Ancak daha önce yenildiğimiz Brezilya'ya dün bir kez daha boyun eğdik. Oysa bu kez Dünya Şampiyonası'nda aynı grupta rakibimiz olacak Güney Amerika temsilcisini yenmek istiyorduk. Yenmek için de, çok koşan, iyi mücadele eden ve iyi şut atan Brezilyalılar'ın yaptıklarını yapmamız gerektiğini de biliyorduk. Bunu biliyorduk ama oyunun sadece bir bölümünde yapabildik.
Maça iyi başladık. Savunmamız iyiydi, mücadelemiz etkiliydi, hücumda da İbrahim, Hüseyin ve Mirsad olmamasına karşın güzel işler yapıyorduk. Bu düzen ilk yarının sonlarına dek devam etti. Ama sonra Brezilya'nın alan savunması tüm planlarımızı bozdu. Hücumda topu içeri geçiremediğimiz gibi, dış atışlardaki yüzdemizi de düşürdük. Buna karşın Brezilya, disiplinini hiç bozmadan kendi oyununu oynadı ve farkı kapatmayı başardı.
LİDERİ BULAMADIK
Tüm turnuva boyunca olduğu gibi, üçüncü periyot sendromu bu kez de karşımıza çıktı. Savunmadaki mücadele eksikliğimiz belirginleşti, hücumda da aradığımız lideri bir türlü bulamadık. Asım inanılmaz top kayıpları yaparken, Hidayet sakatlığının etkisinden olacak, bir türlü kendi performansına yaklaşamadı. Kazanmak için savunmayı sertleştirdik ama hücum sıkıntımız sürünce Brezilya'ya bir kez daha teslim olduk.
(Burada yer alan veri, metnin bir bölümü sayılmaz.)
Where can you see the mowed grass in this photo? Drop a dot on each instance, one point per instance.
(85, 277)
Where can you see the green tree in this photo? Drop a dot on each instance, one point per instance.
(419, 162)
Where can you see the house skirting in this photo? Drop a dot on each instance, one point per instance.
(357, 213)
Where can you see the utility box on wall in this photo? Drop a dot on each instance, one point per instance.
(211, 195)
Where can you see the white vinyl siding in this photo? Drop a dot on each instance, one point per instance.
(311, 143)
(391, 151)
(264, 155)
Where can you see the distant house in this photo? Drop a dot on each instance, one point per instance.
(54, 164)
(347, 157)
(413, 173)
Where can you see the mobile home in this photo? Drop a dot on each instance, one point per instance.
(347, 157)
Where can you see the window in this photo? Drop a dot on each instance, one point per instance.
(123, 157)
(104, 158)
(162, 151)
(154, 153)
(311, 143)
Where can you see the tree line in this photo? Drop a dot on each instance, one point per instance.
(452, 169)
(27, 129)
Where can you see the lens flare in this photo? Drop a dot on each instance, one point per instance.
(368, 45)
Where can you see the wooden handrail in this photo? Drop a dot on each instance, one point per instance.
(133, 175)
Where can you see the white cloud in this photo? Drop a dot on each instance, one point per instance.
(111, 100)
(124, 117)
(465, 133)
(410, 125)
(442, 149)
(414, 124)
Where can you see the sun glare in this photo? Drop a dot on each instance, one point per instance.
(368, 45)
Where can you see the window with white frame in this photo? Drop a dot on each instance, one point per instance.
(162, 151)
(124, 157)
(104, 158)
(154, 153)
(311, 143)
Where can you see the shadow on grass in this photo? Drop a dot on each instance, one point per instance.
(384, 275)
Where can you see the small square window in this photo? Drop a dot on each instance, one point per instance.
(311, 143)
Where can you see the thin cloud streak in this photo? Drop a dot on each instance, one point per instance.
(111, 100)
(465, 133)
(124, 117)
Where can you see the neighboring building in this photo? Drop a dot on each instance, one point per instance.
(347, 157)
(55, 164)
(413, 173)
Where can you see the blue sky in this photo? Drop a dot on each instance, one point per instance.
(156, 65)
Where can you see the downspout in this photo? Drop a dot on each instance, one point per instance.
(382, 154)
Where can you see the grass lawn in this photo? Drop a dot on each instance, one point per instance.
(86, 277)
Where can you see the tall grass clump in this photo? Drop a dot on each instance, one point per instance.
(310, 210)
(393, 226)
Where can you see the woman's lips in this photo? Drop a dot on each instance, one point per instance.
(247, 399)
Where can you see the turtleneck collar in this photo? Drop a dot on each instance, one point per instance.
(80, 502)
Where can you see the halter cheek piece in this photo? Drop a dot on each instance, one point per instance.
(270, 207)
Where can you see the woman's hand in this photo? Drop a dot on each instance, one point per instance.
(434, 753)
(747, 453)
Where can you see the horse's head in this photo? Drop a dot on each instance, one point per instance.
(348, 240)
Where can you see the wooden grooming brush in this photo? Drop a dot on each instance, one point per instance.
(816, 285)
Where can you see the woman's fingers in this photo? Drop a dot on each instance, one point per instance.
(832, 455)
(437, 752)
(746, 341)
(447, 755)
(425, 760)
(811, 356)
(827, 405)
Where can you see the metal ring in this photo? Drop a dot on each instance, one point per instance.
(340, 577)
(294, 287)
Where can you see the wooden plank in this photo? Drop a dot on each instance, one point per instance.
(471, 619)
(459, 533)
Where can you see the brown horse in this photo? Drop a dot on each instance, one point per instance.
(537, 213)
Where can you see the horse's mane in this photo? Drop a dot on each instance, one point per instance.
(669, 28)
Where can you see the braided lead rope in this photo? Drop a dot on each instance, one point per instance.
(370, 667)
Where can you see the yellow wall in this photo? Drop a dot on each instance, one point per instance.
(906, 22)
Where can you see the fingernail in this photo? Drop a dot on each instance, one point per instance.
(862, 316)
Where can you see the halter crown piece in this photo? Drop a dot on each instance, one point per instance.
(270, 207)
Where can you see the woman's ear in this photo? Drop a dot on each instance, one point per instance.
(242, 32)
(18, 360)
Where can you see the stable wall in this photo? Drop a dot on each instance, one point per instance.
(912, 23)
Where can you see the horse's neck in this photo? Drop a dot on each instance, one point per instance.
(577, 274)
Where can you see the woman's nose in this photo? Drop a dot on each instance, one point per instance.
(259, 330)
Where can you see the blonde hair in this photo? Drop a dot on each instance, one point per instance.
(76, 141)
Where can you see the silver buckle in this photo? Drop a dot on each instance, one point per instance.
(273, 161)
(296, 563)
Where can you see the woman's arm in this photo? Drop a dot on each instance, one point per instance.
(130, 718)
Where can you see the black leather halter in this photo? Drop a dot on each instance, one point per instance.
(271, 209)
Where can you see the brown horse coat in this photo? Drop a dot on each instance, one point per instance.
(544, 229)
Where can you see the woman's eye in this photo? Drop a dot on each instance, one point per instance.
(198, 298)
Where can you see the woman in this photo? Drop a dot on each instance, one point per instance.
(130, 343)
Tamam, eksiklerimiz var, takım olarak da henüz tam hazır değiliz. Ama Dünya Şampiyonası'nda mücadele edeceğin rakibine hem de kendi evinde üst üste iki kez yenilirsen, bu psikolojik olarak seni olumsuz etkiler. Şimdilik bu sıkıntıyı yaşıyoruz. Dileğimiz, yıldızlarımızın bir an önce o yürekli mücadele düzeyine gelmeleri. Eğer bu fizikli ve yürekli mücadeleyi veremezsek, Dünya Şampiyonası'nda işimiz zor olur. Dün bunu tüm çıplaklığıyla bir kez daha gördük. Umarız oyuncularımız da gereken dersleri almışlardır.